Un edificio de 27 departamentos que fue decomisado por la Justicia en Rosario podría convertirse en la primera experiencia de alquiler social de la ciudad. La iniciativa presentada en el Concejo Municipal propone que la Provincia ceda el inmueble de Buenos Aires 1063 al municipio para implementar allí un programa destinado a personas y familias con dificultades para acceder a una vivienda formal.
El proyecto es impulsado por el concejal Leonardo Caruana, del Frente Amplio por la Soberanía, y plantea crear un Régimen de Alquiler Social bajo la órbita del Servicio Público de la Vivienda y el Hábitat. La propuesta contempla contratos formales y busca que el costo del alquiler no supere el 30% de los ingresos del hogar.
La iniciativa adquirió especial relevancia por el destino que hasta ahora tenía previsto el edificio.

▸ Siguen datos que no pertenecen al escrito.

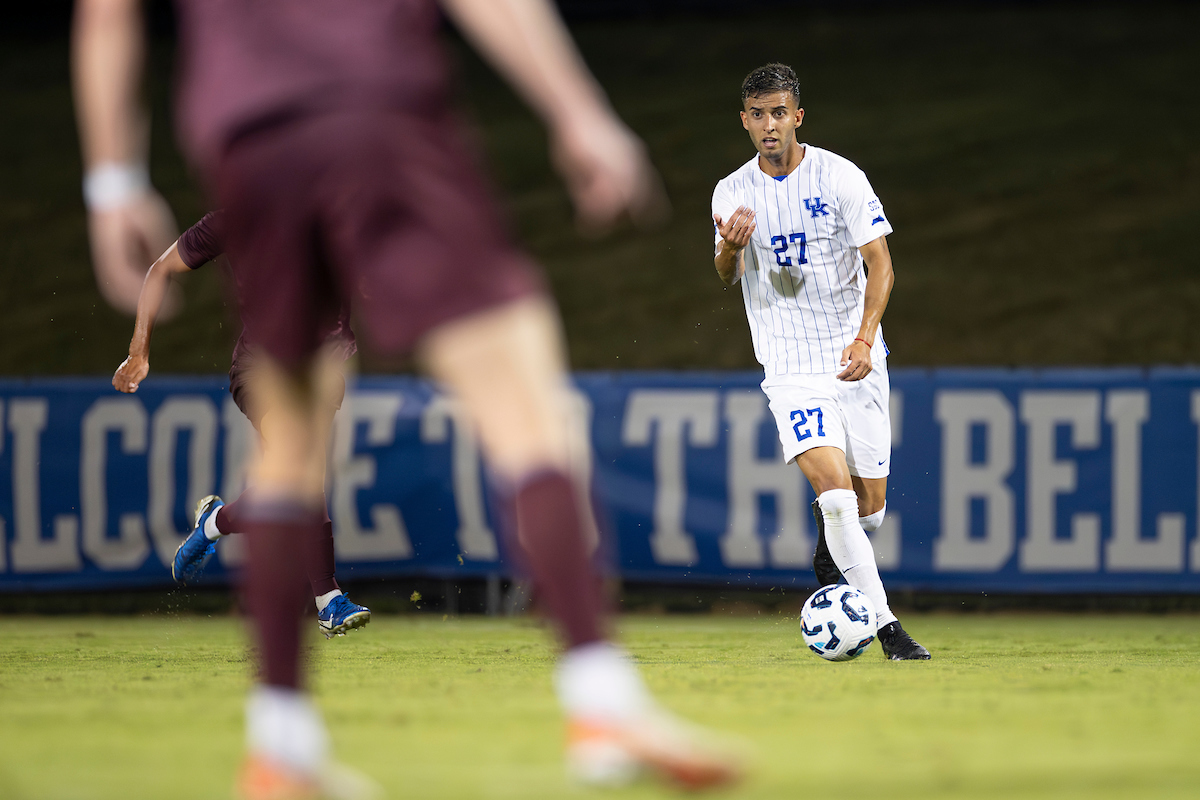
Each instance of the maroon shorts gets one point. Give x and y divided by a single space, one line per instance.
381 208
243 397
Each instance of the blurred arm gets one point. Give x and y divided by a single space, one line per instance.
127 222
136 367
107 54
604 163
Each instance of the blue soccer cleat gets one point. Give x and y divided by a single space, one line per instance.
341 615
196 551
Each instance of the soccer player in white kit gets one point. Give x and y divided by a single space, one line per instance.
796 226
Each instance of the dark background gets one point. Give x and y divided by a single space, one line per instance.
1039 162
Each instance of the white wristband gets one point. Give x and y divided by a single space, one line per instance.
113 185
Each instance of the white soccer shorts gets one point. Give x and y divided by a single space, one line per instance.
822 411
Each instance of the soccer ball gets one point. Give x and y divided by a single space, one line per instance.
838 623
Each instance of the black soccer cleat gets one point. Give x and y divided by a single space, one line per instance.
822 561
898 645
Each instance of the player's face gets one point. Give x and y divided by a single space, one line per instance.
772 121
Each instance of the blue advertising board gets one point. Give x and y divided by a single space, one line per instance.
1005 481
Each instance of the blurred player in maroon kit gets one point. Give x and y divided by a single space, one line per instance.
197 246
324 131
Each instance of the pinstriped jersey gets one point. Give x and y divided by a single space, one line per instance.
804 280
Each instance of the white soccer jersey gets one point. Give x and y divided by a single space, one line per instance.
803 283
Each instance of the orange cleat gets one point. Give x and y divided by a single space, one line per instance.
263 779
604 752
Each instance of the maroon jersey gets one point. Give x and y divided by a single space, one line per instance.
205 240
249 64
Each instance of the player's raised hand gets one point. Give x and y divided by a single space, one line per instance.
857 361
131 373
124 240
738 229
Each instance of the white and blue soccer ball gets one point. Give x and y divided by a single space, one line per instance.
838 623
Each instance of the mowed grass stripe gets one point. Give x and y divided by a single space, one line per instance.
1033 705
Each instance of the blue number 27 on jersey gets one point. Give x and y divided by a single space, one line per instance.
792 239
805 422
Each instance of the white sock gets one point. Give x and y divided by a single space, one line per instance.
210 528
873 521
599 681
325 599
283 726
851 549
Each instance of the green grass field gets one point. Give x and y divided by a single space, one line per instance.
1013 705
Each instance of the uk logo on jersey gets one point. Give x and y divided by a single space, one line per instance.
816 206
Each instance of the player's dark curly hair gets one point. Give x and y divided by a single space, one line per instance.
768 78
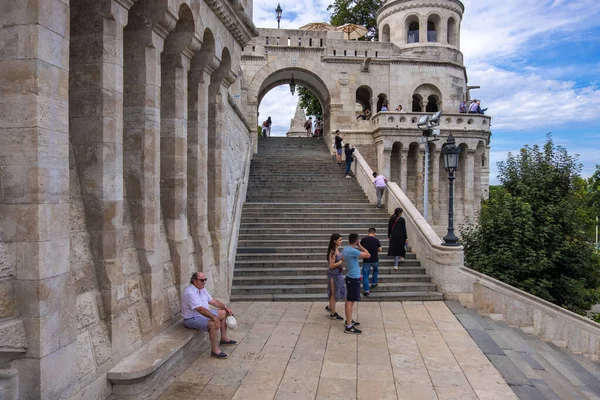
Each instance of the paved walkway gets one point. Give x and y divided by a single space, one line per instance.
534 369
292 351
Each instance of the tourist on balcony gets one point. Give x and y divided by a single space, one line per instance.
338 147
373 246
348 151
398 238
196 314
350 256
269 123
308 126
336 288
380 183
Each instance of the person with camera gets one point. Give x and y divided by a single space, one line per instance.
195 300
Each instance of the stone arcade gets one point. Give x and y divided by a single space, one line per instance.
127 128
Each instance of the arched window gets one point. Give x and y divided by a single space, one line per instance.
412 29
381 101
385 33
432 105
433 27
452 32
417 103
363 97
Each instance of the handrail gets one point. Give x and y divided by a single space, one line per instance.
442 263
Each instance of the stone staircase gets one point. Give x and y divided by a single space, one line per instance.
297 197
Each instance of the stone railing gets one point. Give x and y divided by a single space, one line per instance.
450 122
443 264
534 315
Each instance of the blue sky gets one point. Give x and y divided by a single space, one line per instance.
537 62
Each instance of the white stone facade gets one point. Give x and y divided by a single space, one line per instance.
123 167
425 76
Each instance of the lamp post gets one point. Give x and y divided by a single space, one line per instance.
425 124
292 85
278 11
451 152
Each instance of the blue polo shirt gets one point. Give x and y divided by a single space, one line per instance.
350 255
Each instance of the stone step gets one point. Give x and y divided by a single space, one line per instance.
319 248
383 259
375 296
304 271
383 264
303 224
322 287
384 279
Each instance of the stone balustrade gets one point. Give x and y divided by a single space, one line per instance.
450 122
487 295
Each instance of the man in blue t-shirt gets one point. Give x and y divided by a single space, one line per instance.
350 256
373 246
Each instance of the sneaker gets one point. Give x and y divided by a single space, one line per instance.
353 330
336 316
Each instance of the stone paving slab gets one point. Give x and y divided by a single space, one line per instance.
408 350
533 368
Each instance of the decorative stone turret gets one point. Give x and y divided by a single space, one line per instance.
297 123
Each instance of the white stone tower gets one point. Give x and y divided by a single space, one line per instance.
422 25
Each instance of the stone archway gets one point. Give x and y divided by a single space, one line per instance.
280 73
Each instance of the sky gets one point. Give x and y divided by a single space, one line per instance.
537 62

La Provincia tomó posesión del inmueble el 5 de agosto, luego de que fuera decomisado por orden judicial en una causa por estafa inmobiliaria vinculada al empresario Leandro Pérez. El Gobierno santafesino había anunciado que los departamentos serían acondicionados para incorporarlos a una futura subasta pública.

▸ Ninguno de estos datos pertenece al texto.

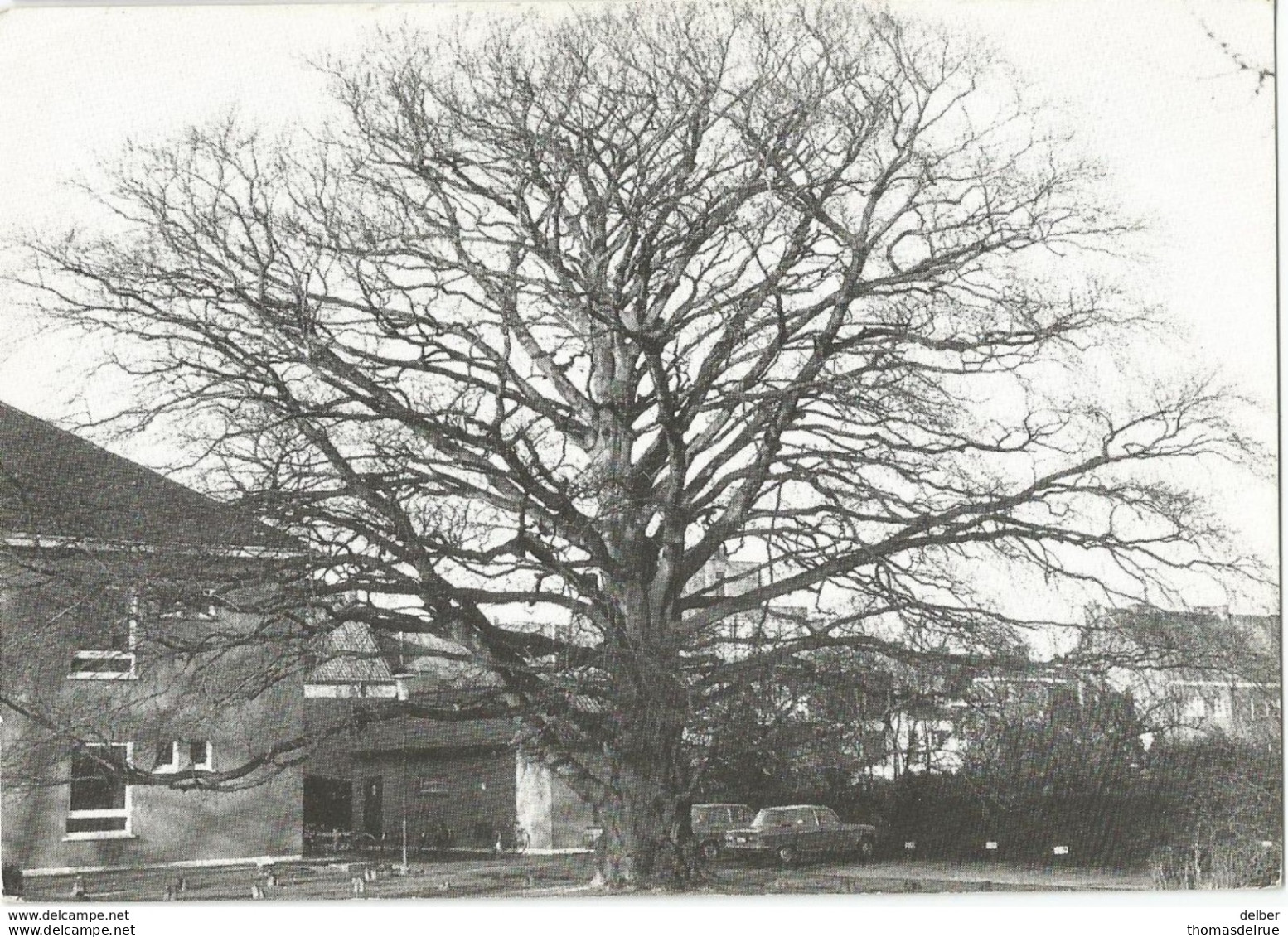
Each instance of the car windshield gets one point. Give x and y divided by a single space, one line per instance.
710 815
774 818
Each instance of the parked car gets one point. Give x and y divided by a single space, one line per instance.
792 833
710 823
713 820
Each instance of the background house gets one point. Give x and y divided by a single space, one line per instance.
1194 672
379 764
138 692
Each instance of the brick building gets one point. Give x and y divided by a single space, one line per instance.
139 697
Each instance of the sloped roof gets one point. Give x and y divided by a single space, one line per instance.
58 485
1195 644
438 734
352 657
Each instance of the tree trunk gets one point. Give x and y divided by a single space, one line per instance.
646 839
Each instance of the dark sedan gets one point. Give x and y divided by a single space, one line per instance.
794 833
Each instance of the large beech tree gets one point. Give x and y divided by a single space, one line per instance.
565 311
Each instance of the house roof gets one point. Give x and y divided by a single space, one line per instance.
438 734
55 484
1195 644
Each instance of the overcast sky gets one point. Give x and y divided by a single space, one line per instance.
1187 137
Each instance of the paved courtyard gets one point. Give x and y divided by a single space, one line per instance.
558 876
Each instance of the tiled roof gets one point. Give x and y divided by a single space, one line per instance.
1198 644
55 484
352 657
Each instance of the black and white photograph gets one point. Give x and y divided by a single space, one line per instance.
643 449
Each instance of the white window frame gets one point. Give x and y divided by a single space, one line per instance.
206 764
207 614
127 655
127 813
173 765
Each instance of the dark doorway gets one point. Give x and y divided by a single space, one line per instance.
327 804
372 801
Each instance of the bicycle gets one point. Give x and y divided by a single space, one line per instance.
513 841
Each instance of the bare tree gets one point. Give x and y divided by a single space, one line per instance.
565 312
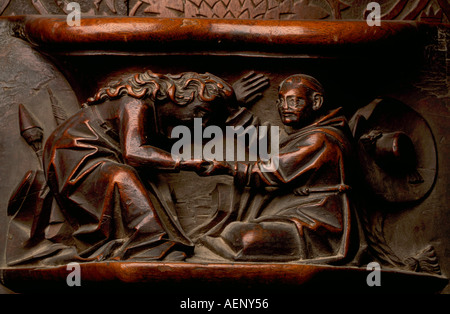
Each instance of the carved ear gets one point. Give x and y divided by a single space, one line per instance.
317 101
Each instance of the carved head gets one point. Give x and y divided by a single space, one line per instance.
178 98
300 99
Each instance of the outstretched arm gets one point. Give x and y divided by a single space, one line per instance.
249 88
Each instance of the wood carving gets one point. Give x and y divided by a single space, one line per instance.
99 183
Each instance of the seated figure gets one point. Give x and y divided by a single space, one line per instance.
301 209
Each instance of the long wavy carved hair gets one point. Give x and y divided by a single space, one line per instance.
181 88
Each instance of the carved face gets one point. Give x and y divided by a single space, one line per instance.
295 106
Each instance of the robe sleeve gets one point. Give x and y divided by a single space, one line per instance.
297 164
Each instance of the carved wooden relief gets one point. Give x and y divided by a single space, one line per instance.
116 140
424 10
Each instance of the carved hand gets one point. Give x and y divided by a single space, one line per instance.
215 168
249 88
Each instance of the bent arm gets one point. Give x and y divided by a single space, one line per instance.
296 165
135 151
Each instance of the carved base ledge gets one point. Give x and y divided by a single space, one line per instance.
127 277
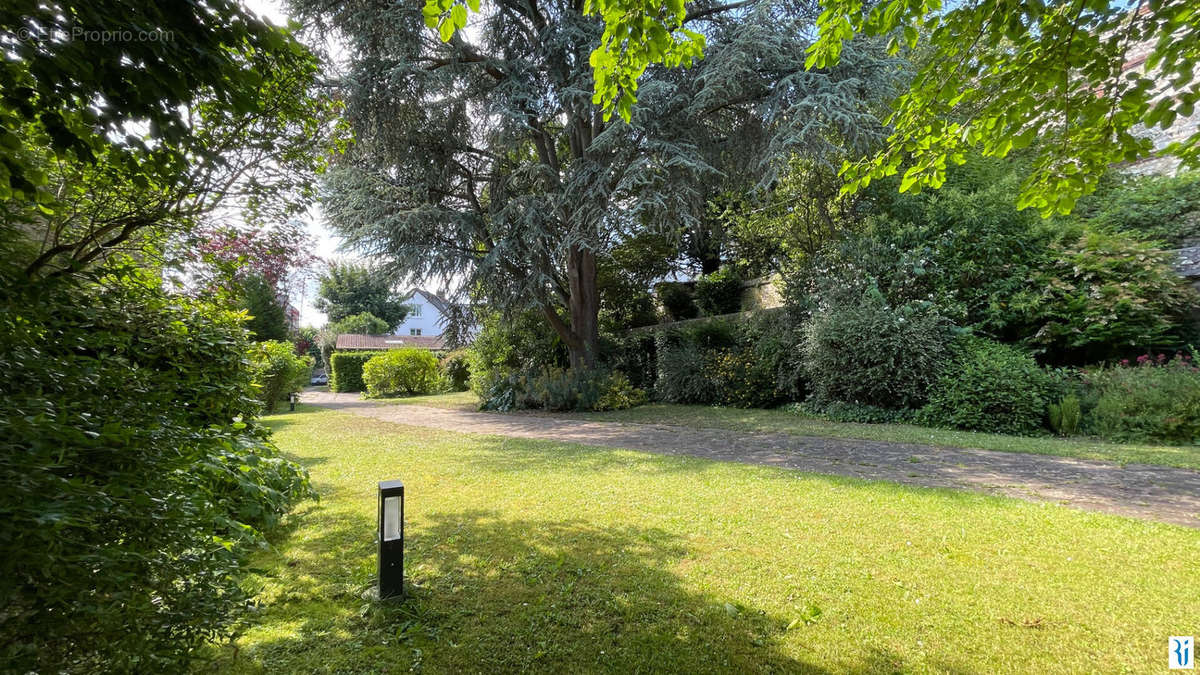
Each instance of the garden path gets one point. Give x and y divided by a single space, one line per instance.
1151 493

De una causa judicial a una posible política habitacional
El inmueble está compuesto por tres pisos y 27 unidades funcionales. De acuerdo con la información oficial, antes de la toma de posesión provincial los ocupantes habían sido notificados para restituir la propiedad y posteriormente se reiteró la intimación debido a que continuaban algunas ocupaciones e incluso se habían concretado nuevos alquileres.
Durante el procedimiento también se detectó que algunas personas habían ingresado durante la noche tras forzar accesos. Finalizadas las actuaciones, el edificio pasó a integrar el patrimonio del Estado provincial como bien recuperado del delito y se informó que sería puesto en condiciones para una subasta proyectada para marzo o abril de 2027 en Rosario.
El proyecto de Caruana propone modificar ese recorrido y mantener el inmueble dentro de la órbita pública, pero con una finalidad habitacional. Para ello, otro de los expedientes presentados encomienda al Ejecutivo municipal gestionar ante el Gobierno provincial la cesión de Buenos Aires 1063. Ambas iniciativas permanecen en estudio en el Concejo.
“Combinemos la necesidad con una oportunidad y hagamos una prueba piloto”, planteó Caruana al explicar el objetivo. La propuesta prevé que quienes resulten beneficiarios accedan mediante contratos regulados por el Estado, con derechos y obligaciones y valores que podrían ubicarse por debajo de los precios del mercado.

Una experiencia inicial con alcance limitado
El concejal reconoció que la cantidad de unidades disponibles resulta reducida frente a las necesidades habitacionales existentes en Rosario. “27 departamentos, con la gran demanda que nosotros tenemos, es cortísimo”, afirmó, aunque sostuvo que la experiencia permitiría evaluar el funcionamiento del sistema antes de analizar una eventual ampliación.
El régimen apunta a facilitar el acceso a una vivienda digna para personas en situación de vulnerabilidad y, al mismo tiempo, promover el uso de inmuebles ociosos, decomisados, vacantes o subutilizados. La definición de los criterios de prioridad quedaría para una instancia posterior y podría considerar situaciones vinculadas con discapacidad, problemas de salud, riesgo de desalojo u otras necesidades habitacionales transitorias.
Caruana remarcó además que el modelo no consiste en entregar dinero directamente para afrontar alquileres privados. “No queremos que esto sea un plan de una dádiva y de transferencia de dinero a las personas para que alquilen”, explicó. El esquema propuesto se basa en contratos, garantías y condiciones previamente determinadas por el Estado.
El futuro del edificio todavía está abierto
La propuesta contempla también convocar a universidades y organizaciones vinculadas con la problemática habitacional para trabajar en el diseño del régimen y en los criterios de acceso. El Servicio Público de la Vivienda y el Hábitat sería la autoridad de aplicación si la ordenanza finalmente obtiene aprobación.
También quedarán por resolver el estado definitivo de cada departamento, las obras de acondicionamiento necesarias y el esquema para afrontar los gastos de mantenimiento. La Provincia había anticipado que realizaría mejoras antes de llevar el inmueble a subasta, pero esa decisión podría cambiar si prospera la solicitud de cesión impulsada desde el Concejo.
Por ahora, el punto central de la discusión es qué destino tendrá un bien que ya fue recuperado por el Estado: avanzar con su venta mediante subasta pública o utilizarlo como experiencia piloto de una política de alquiler social. Los dos proyectos permanecen en estudio y requieren nuevas definiciones antes de que el programa pueda ponerse en marcha.